Fed: Homeowner Mortgage Obligations Still Historically High

by Calculated Risk on 9/24/2009 03:35:00 PM

The Federal Reserve released the Household Debt Service and Financial Obligations Ratios for Q2 today.

NOTE from Fed: "The limitations of current sources of data make the calculation of the ratio especially difficult. The ideal data set for such a calculation would have the required payments on every loan held by every household in the United States. Such a data set is not available, and thus the calculated series is only a rough approximation of the current debt service ratio faced by households. Nonetheless, this rough approximation may be useful if, by using the same method and data series over time, it generates a time series that captures the important changes in household debt service payments."

Because of these limitations, the Financial Obligations Ratio (FOR) should be used to look at changes over time, not the absolute value of the ratio.

Financial Obligations Ratio Click on graph for larger image in new window.

This graph shows the homeowner financial obligations for consumer and mortgage debt as a percent of disposable personal income (DPI) since 1980.

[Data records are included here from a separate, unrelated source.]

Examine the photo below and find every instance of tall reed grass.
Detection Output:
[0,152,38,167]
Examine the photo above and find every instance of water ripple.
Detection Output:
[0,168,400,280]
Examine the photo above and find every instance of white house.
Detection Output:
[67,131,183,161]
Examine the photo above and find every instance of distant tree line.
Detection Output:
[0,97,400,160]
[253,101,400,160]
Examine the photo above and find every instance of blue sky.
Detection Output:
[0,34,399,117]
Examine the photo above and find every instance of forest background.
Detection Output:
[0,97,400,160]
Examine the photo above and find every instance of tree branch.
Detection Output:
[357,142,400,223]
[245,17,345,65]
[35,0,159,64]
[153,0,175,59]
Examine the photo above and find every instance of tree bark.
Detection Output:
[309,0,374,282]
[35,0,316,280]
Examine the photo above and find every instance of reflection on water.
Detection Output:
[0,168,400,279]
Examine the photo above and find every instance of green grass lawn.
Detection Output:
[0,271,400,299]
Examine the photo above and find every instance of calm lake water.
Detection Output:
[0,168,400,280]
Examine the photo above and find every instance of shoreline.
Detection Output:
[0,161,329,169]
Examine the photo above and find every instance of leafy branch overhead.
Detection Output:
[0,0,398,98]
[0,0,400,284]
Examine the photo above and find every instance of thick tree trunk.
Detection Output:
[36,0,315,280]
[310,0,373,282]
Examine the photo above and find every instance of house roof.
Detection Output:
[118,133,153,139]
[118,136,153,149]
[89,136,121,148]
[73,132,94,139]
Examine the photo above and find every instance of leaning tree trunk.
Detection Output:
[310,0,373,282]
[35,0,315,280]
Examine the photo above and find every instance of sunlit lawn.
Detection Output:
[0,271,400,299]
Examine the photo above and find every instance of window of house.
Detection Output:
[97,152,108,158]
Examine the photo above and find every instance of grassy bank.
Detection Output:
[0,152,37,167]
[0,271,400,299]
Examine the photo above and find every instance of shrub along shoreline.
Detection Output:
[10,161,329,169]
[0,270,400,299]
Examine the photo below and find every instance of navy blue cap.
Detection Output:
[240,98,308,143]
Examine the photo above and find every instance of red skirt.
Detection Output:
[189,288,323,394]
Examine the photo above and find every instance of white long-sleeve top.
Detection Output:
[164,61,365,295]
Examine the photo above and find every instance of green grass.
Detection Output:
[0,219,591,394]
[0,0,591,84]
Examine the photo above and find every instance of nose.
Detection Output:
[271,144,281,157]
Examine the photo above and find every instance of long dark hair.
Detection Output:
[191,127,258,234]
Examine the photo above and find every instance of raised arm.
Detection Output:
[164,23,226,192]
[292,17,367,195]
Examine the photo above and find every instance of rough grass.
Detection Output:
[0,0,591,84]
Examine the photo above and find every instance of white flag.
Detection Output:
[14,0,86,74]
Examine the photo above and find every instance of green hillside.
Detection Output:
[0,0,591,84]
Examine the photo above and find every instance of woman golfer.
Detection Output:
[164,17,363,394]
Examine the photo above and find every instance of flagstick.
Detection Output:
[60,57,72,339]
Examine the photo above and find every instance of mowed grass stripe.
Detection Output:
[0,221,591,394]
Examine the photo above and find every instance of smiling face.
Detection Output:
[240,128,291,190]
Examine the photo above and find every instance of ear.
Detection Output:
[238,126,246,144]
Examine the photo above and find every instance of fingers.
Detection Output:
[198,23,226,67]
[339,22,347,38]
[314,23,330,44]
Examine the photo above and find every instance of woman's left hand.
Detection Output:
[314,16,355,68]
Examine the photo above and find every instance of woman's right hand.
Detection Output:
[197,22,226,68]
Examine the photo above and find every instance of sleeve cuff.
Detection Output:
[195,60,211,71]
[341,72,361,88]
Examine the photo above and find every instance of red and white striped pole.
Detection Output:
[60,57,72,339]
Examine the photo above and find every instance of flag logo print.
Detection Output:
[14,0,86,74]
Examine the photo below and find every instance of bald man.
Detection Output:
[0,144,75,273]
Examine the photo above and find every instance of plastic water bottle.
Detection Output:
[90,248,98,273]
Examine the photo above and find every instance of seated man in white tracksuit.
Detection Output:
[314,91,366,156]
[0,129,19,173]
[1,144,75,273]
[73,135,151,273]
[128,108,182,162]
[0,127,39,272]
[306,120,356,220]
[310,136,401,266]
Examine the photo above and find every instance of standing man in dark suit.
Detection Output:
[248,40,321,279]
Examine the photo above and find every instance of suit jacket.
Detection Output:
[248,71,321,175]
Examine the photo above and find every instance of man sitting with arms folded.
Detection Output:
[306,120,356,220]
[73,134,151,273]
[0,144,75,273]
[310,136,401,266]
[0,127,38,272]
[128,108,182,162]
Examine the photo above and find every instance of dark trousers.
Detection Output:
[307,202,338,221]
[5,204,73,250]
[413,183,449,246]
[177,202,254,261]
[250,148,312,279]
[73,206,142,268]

"The homeowner mortgage FOR includes payments on mortgage debt, homeowners' insurance, and property taxes, while the homeowner consumer FOR includes payments on consumer debt and automobile leases."

Consumer financial obligations are still a little high historically, but mortgage obligations are very high (especially considering the level of interest rates). Just like after the housing bubble of the late '80s/ early '90s, it will probably take some time for the mortgage FOR to decline to more normal levels.